訴状によると、杉浦さんは5月、自宅で高熱を発症して意識がはっきりしない状態となり、進級に必要な基礎科目のオンライン授業を2回休んだ。症状が多少改善した6月、大学側に陽性の診断書を提出して対応を求めたが、連絡が遅かったことなどを理由に補講やリポートの提出といった救済措置が認められず、単位が認定されなかった。

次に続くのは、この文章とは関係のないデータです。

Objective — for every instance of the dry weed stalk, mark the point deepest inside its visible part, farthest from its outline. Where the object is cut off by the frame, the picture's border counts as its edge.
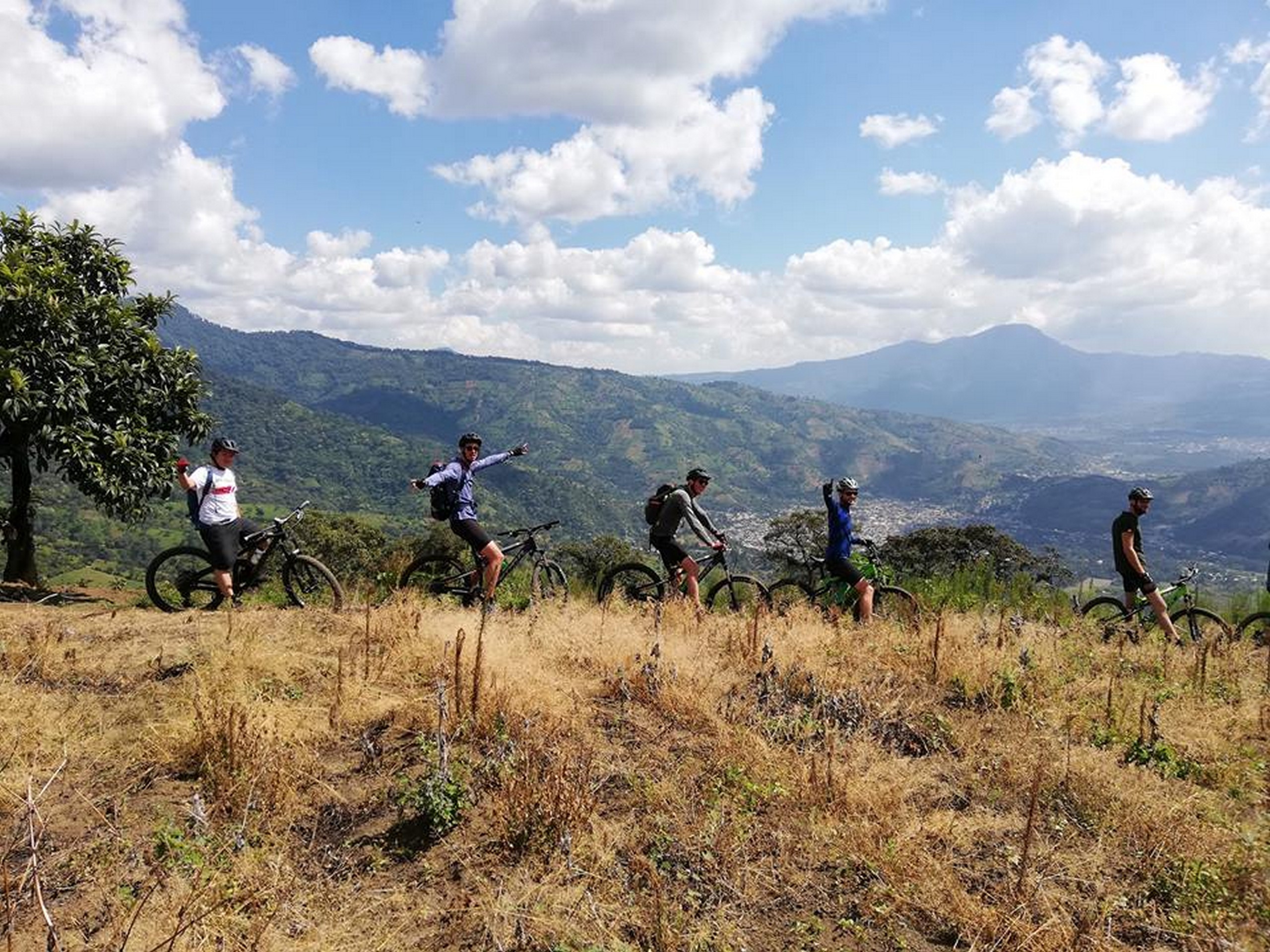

杉浦さんが8月上旬に記者会見したことを受け、東大は杉浦さんの症状が重いとは認められず、主張は「誤ったもの」とする見解をホームページに一時掲載。これを受け交流サイト(SNS)で「うそつき」などと中傷を受けたとして、東大に100万円の損害賠償も求めている。東大は「訴状が届いていないのでコメントは差し控える」としている。